Later I heard that Feng Yuqing had returned on a concrete boat, along with some peasants from out of town. At dusk one day, carrying a worn old duffel bag in one hand and leading a five-year-old boy with the other, she carefully stepped across the gangplank onto the shore. I imagine that her expression then was as bleak as the darkening sky; heartless fate left her standing awkwardly on the bank, her eyes full of uncertainty.

Feng Yuqing did not go back to Southgate, but settled in town instead. A man of fifty, recently widowed, rented out a couple of rooms to her. The first evening, when he stealthily climbed into her bed, she did not refuse him. At the end of the month, when he asked her for the rent, she replied, “I gave it to you the first night.”

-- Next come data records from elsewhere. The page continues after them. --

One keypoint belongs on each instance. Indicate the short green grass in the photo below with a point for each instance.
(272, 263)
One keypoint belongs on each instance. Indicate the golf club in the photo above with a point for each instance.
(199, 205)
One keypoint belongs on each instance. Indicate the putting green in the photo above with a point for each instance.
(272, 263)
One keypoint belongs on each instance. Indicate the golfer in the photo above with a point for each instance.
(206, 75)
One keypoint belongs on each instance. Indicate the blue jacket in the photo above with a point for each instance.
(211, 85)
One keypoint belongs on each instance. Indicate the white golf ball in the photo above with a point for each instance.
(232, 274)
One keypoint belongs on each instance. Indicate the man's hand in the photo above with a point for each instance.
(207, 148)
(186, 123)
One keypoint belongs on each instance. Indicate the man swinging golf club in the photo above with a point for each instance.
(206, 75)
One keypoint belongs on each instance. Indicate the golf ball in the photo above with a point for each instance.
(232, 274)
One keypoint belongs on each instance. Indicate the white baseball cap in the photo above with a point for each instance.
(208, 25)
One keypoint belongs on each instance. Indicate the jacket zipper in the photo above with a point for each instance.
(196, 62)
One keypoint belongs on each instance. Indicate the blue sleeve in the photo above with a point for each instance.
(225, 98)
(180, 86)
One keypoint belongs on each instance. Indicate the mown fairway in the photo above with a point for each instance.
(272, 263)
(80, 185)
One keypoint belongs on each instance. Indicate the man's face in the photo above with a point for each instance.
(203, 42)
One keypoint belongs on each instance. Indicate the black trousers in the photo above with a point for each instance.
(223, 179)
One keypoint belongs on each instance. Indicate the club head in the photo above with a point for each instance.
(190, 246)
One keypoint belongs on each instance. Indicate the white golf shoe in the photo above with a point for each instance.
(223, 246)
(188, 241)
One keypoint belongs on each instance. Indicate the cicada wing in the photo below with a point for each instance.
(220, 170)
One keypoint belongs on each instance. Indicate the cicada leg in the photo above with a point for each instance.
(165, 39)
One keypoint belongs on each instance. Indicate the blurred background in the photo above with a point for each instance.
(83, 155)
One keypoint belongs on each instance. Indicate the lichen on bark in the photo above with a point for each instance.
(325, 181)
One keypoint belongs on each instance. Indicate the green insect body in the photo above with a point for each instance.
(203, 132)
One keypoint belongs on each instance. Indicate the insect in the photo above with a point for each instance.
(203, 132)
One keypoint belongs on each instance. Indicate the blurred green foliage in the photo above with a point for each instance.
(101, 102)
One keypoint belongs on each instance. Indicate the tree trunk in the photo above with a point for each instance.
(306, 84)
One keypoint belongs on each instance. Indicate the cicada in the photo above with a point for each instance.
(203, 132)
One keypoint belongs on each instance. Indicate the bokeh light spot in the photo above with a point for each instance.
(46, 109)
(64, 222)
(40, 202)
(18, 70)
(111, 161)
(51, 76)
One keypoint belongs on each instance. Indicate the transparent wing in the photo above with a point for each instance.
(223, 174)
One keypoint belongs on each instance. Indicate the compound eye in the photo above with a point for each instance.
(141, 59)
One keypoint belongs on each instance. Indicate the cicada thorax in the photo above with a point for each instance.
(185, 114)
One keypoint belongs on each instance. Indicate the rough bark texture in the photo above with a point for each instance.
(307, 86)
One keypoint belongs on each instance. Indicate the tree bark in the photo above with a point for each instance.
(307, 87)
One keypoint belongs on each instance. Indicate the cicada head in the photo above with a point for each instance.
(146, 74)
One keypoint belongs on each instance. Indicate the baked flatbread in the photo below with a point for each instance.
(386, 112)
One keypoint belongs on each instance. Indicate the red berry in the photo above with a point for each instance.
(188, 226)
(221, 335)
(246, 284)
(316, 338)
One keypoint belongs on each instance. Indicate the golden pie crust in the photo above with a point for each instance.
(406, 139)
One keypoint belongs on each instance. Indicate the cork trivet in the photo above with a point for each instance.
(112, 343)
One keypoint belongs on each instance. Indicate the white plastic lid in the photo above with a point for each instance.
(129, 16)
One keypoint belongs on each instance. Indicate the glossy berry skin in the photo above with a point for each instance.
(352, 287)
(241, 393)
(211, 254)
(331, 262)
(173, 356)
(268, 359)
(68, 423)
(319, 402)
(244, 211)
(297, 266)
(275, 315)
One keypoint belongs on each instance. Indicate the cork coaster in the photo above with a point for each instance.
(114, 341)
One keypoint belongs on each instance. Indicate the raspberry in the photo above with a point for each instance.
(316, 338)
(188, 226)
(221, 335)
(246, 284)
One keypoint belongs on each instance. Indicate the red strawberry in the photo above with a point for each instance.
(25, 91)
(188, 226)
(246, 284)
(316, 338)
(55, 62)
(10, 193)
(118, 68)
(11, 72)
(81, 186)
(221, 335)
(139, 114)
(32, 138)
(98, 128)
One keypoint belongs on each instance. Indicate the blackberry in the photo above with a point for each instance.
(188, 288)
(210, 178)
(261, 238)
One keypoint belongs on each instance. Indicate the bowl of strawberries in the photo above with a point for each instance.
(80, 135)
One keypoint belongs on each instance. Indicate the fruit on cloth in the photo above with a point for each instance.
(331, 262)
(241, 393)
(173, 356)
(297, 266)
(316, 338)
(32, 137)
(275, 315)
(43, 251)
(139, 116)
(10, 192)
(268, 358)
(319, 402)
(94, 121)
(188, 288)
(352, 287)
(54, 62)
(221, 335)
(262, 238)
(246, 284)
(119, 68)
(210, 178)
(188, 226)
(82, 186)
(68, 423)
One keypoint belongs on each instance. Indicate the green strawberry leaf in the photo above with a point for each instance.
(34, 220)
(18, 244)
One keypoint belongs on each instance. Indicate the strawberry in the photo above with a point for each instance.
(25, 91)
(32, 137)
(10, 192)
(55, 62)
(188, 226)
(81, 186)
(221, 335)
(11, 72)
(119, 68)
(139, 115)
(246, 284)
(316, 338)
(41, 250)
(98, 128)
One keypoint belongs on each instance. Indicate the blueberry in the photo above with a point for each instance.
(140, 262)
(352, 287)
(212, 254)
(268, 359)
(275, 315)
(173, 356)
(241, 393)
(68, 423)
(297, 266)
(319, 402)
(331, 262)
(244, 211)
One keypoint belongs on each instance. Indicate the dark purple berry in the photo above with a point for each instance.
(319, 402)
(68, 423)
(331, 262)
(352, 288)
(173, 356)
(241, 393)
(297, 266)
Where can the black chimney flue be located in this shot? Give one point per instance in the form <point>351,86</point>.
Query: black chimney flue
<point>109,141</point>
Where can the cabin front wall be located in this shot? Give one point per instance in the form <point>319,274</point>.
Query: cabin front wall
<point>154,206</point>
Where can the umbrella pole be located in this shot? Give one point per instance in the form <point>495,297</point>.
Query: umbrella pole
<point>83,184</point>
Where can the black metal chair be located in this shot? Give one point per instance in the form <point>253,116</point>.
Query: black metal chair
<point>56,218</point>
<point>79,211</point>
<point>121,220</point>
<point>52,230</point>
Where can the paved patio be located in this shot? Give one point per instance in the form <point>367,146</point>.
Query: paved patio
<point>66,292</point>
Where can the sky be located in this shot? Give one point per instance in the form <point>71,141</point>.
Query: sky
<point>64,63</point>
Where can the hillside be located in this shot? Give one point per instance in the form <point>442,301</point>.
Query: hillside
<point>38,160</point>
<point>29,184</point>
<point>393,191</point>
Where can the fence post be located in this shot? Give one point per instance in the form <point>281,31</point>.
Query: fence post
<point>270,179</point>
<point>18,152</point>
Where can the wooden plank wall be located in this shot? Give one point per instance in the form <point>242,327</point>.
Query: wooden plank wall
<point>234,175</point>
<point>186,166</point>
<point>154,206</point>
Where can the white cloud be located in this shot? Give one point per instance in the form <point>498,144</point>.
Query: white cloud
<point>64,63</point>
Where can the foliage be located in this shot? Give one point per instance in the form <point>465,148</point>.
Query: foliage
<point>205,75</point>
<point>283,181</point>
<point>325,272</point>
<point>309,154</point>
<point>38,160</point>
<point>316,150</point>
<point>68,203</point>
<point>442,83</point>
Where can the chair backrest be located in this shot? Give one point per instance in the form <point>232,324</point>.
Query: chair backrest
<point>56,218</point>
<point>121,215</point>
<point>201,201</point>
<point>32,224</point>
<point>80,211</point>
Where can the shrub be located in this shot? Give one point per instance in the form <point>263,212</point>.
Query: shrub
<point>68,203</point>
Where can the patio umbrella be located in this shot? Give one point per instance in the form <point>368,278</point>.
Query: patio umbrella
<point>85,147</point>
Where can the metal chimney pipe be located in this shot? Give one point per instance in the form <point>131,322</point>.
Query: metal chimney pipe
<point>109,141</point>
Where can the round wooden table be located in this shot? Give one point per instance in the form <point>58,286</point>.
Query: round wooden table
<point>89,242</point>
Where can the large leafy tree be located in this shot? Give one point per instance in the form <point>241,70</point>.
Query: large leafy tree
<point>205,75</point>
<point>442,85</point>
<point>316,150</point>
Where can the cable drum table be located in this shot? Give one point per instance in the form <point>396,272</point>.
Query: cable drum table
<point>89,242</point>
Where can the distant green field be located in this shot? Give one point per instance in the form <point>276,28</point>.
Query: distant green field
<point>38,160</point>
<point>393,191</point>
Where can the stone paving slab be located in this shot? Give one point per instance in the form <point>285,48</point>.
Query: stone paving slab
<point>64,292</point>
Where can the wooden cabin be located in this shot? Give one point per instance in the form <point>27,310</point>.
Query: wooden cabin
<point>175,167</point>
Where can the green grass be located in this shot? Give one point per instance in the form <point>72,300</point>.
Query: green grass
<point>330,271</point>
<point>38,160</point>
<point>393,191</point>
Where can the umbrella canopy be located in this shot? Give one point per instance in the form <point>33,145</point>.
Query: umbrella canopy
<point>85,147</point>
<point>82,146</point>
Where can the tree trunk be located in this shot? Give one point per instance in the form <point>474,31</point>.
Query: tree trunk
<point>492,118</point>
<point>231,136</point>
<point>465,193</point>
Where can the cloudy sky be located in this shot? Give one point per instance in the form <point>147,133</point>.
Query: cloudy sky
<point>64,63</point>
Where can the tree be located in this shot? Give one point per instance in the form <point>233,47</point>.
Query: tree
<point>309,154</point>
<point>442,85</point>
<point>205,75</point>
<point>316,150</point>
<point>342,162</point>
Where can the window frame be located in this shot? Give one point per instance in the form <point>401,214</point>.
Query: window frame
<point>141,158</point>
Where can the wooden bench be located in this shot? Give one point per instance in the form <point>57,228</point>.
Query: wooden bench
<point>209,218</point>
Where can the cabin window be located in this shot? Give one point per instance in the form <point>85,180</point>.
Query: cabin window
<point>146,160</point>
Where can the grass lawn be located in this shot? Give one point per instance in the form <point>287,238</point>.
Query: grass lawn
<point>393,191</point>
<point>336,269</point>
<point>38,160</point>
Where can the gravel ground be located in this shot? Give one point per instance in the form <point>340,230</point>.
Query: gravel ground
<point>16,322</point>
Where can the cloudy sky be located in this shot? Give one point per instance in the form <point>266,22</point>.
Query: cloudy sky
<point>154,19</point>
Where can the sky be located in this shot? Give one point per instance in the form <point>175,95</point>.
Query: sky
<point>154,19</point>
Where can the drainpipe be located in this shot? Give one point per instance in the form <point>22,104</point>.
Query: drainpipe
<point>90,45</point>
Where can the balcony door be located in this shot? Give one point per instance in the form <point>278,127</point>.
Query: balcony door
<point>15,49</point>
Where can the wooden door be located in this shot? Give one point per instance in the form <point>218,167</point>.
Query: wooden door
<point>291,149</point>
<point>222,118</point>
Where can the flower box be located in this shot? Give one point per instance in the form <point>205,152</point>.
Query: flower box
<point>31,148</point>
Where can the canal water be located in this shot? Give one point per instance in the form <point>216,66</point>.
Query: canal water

That perhaps was the beginning of Feng Yuqings career in the sex trade. At the same time she took a job cleaning plastic sheeting.

Feng Yuqing had completely forgotten me or, more likely, she had never really registered my existence. One afternoon before Lulu got out of school, I came by the place where they lived to find Feng Yuqing out in the empty lot in front of their house, where several clotheslines hung between the trees. Wearing a plastic apron, she tramped toward the well with a stack of dirty tarps clasped to her chest. When she lowered a wooden bucket into the shaft, it was with none of her old energy, and her hair had been cropped, the long braid that she once had sported now forever a memory left by the well in Southgate. She began to scrub the tarps, and the sun-baked afternoon resounded with the incessant rasp of her brush. Immersed in this mechanical repetition, Feng Yuqing turned a blind eye to me, though I was standing not far away. The difference between a girl and a woman was encapsulated in the contrast between the Feng Yuqing of South-gate days and the Feng Yuqing who made this her living now.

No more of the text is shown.